Huguette O’Neil a réussi ce tour de force dans une langue belle et simple qui sait cultiver l’intérêt et même quelquefois le suspense. Mis à part une introduction un peu lente, retraçant la lignée des ancêtres, le récit démarre et nous entraîne d’un événement à l’autre vers la réussite de cette vie remarquable, pour ne pas dire extraordinaire, qu’a été celle d’Yvette Rousseau.

Le talent de l’auteure sait habilement lier la vie professionnelle de son héroïne à sa vie de famille. Il serait facile d’oublier cette dernière au profit de l’ascension étonnante de cette femme passionnée et ambitieuse vers les sommets. En effet, la trajectoire d’Yvette Rousseau ne manque pas de surprendre : institutrice, ouvrière, syndicaliste, sénatrice.

Dès son enfance, on sent que le but d’Yvette Rousseau est d’améliorer son sort, de se libérer d’une condition modeste et limitée qu’elle ne méprise pas, mais qui convient nullement à ses aspirations. Elle rêve de s’instruire et, plus tard, de faire instruire ses enfants, quel qu’en soit le prix.

À mesure qu’elle prend connaissance de la montée du féminisme, Yvette sent le besoin d’agir. Elle veut changer la vie des femmes qu’elle côtoie et qu’elle voit trimer dans le rôle difficile et résigné d’épouse de colon ou dans celui non moins exigeant d’ouvrière du textile dont elle expérimente elle-même le quotidien.

Yvette Boucher naît en 1917, à Saint-Éleuthère, sur les rives du lac Pohénégamook. C’est un lieu de colonisation. Son père, Alexis, bûche pour les grandes compagnies forestières. Il se marie à Bernadette Marchand qui lui donne douze enfants dont Yvette est l’aînée.

L’auteure décrit bien la vie misérable de ces familles contraintes à suivre le père dans les différents chantiers ou à défricher une terre souvent ingrate pour s’y bâtir une maison. Elle montre à quel point les femmes de ces colons tiennent avant tout à faire instruire leurs enfants. La mère d’Yvette, Bernadette, était de celles-là. Elle obtient enfin d’ancrer sa famille, pour un temps, à Saint-Éleuthère afin que les petits puissent aller à l’école.

Au dire de sa biographe, Yvette est très intelligente et réussit bien en classe. L’institutrice se rend compte du talent de la petite fille et l’encourage à poursuivre ses études au-delà du primaire.
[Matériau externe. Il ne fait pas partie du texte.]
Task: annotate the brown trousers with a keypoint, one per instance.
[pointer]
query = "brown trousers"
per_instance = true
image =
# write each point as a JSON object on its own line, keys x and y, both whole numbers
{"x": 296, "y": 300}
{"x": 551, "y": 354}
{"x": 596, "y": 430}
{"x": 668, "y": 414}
En 1929, l’économie de la province vacille. L’auteure fait découvrir avec un réalisme prenant l’impact de la crise des années 30 sur les plus pauvres. Elle révèle, en même temps, le courage et l’ingéniosité des femmes de l’époque. Que n’ont-elles pas inventé pour subvenir aux besoins d’une famille nombreuse ?

À 15 ans, Yvette s’exile pendant les mois d’été, de l’autre côté de la frontière toute proche, et travaille comme domestique. Il lui faut gagner un peu d’argent pour payer ses études au couvent de Rivière-Bleue.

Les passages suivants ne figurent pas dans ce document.